Missions is the result of Secure Code Warrior's acquisition of Iceland-based start-up Adversary earlier this year.
Danhieux said he wants developers to understand not just the difference between good and bad coding, but also the impact that mistakes can have.
|
So Missions simulates past flaws, such as the GitHub Unicode issue. This way, participants gain first-hand experience of such situations.
Secure Code Warrior already provided explanations of how attacks such as SQL injections work. Missions adds a running application that contains a particular type of vulnerability, along with its source code, so the participant can see what goes wrong.
40 missions covering common security vulnerabilities are initially included, and all of them are based on real-world scenarios that have affected high-profile organisations. Other examples include cross-site forgery and exposed credentials.
A security expert at Australia's largest general insurance company who has trialled Missions over the past fortnight said, "Missions' problem-solving approach helps developers think and understand security vulnerabilities in-depth, and has increased our team's ability to spot security vulnerabilities in code review."
Seven language frameworks are supported at launch: Java:Spring, C#(.NET):MVC, C#(.NET):Web Forms, Python.Django, Java:Enterprise Edition (JSP), JavaScript:Node.JS and C#:Core. Additional languages are forthcoming.
Missions initially appears within Secure Code Warrior's Tournaments feature, but will be extended across the entire platform.
It adds to the 49,000 challenges already presented by Secure Code Warrior, and there are more to come, including some relating to mobile apps.
"Missions is like a flight simulator for coders," said Danhieux.
"Just like a pilot who needs to continually train to keep flying, Missions offers practical applications of live code in a hyper-relevant environment designed to encourage coders to understand attacks, practice and perfect their secure coding skills and knowledge.
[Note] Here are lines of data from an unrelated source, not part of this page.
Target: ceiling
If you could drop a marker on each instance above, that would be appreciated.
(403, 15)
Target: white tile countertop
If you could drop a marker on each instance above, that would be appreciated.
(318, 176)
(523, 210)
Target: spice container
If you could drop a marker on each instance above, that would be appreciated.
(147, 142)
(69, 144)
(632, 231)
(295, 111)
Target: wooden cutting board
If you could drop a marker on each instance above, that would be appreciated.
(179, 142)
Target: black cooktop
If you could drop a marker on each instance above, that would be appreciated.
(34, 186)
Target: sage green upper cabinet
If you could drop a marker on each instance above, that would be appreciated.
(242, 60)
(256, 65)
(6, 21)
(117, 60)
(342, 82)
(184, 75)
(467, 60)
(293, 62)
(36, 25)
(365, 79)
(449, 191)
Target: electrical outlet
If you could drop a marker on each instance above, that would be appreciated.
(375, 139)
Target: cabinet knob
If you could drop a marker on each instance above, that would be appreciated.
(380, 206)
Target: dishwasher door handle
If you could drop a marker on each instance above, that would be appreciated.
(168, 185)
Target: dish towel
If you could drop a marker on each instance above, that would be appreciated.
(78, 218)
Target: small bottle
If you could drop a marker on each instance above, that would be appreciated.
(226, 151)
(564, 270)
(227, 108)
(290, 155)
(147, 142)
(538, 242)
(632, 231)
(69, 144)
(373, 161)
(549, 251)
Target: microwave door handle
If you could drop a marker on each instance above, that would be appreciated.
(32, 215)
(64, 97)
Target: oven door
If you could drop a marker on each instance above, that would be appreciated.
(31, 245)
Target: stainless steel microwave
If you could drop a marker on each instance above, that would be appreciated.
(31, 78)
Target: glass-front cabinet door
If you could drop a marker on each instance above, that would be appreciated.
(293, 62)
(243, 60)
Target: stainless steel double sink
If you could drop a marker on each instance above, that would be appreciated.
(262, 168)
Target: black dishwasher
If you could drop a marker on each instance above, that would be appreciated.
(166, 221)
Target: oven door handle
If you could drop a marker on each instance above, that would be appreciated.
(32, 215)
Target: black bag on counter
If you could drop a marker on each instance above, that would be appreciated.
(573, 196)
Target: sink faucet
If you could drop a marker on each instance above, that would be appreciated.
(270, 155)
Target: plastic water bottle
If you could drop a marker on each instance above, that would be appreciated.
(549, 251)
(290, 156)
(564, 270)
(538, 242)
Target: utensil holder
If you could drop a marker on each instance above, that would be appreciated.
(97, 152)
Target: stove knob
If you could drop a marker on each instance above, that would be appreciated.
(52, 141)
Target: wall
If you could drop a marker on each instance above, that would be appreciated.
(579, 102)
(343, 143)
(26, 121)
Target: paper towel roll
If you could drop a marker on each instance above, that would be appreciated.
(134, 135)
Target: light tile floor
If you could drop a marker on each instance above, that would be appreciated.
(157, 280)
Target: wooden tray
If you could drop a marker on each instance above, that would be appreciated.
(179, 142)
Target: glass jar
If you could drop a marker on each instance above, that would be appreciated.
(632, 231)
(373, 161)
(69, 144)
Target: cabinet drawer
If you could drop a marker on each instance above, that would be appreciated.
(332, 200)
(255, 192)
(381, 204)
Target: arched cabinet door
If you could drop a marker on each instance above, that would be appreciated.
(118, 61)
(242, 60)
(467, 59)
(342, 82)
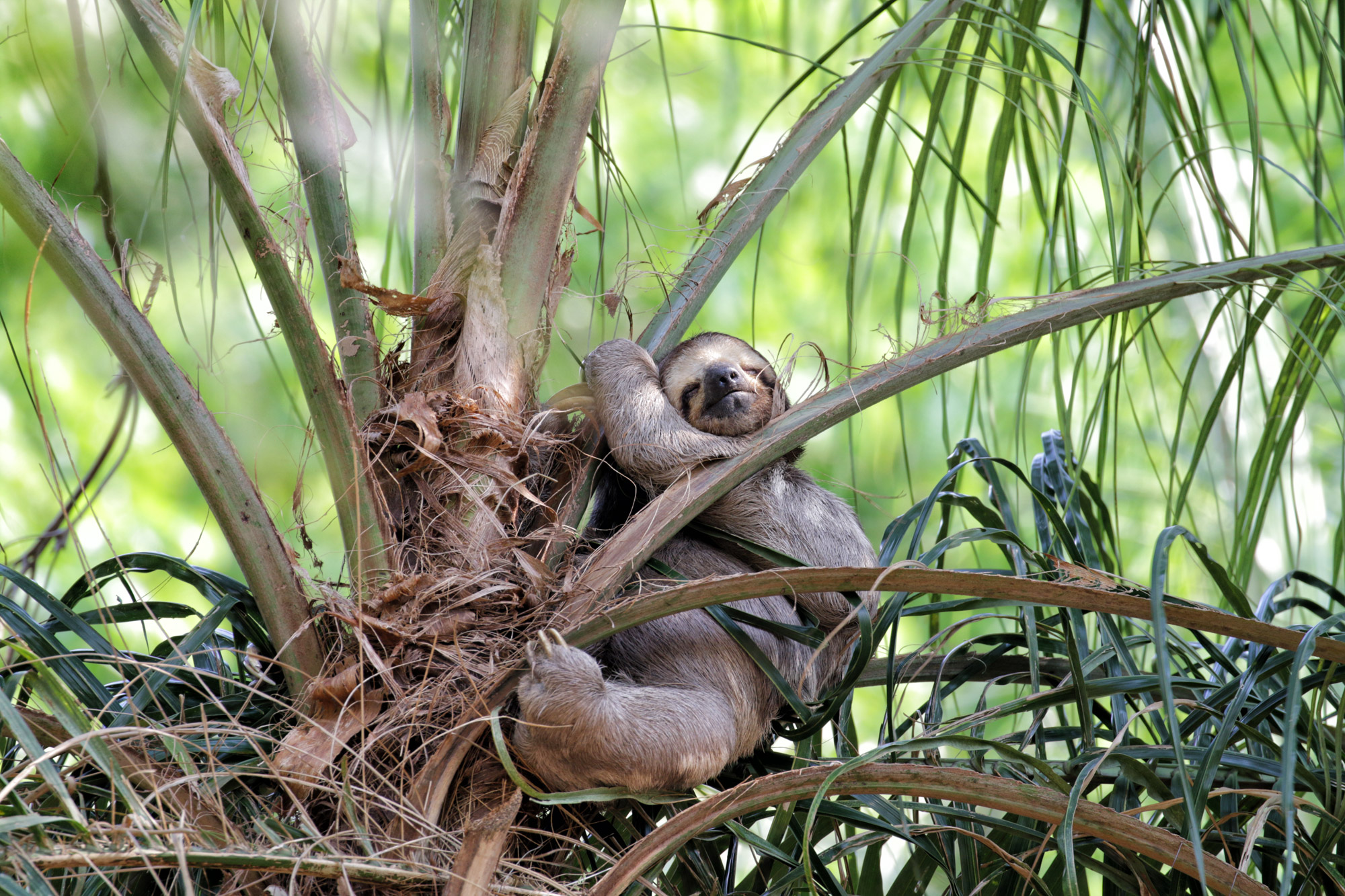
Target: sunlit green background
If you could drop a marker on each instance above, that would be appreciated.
(681, 104)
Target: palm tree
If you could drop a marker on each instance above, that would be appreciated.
(1155, 181)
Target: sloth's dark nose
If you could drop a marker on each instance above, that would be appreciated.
(720, 381)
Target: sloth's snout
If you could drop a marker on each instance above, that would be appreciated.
(723, 380)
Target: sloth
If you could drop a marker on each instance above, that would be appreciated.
(681, 700)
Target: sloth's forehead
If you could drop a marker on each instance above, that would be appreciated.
(691, 364)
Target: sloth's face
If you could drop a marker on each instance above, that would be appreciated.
(720, 385)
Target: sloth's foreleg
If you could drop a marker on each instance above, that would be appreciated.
(579, 729)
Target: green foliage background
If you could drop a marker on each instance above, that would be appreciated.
(680, 106)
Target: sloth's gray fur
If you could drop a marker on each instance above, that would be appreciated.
(683, 700)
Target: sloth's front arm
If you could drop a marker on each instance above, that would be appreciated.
(646, 434)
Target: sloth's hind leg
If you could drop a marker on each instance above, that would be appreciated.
(579, 729)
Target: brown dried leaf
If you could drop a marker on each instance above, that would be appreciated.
(445, 626)
(726, 196)
(415, 408)
(586, 214)
(391, 300)
(498, 142)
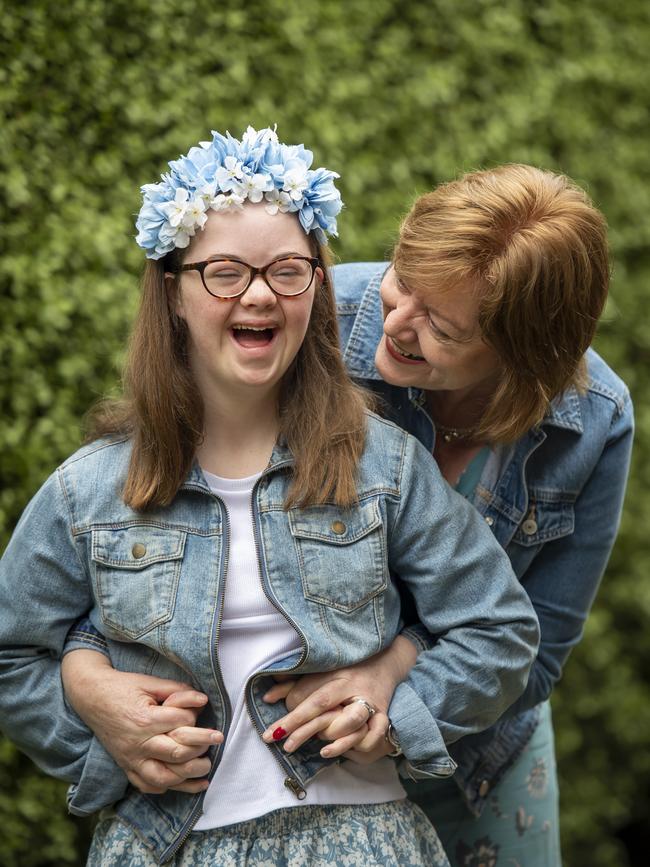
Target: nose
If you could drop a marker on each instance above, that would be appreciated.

"We're levelling up our existing offerings in a logical fashion and creating a progressive, scaffolded approach to building skills. It helps developers move from merely recalling knowledge to systematically building upon their experiences and skillset in real-time, fostering valuable secure coding skills that are job-relevant and allowing coders to experience the impact of insecure code first hand, in a safe environment."
To allow potential users to try Missions for themselves, Secure Code Warrior has made the mission based on the GitHub Unicode available to the public.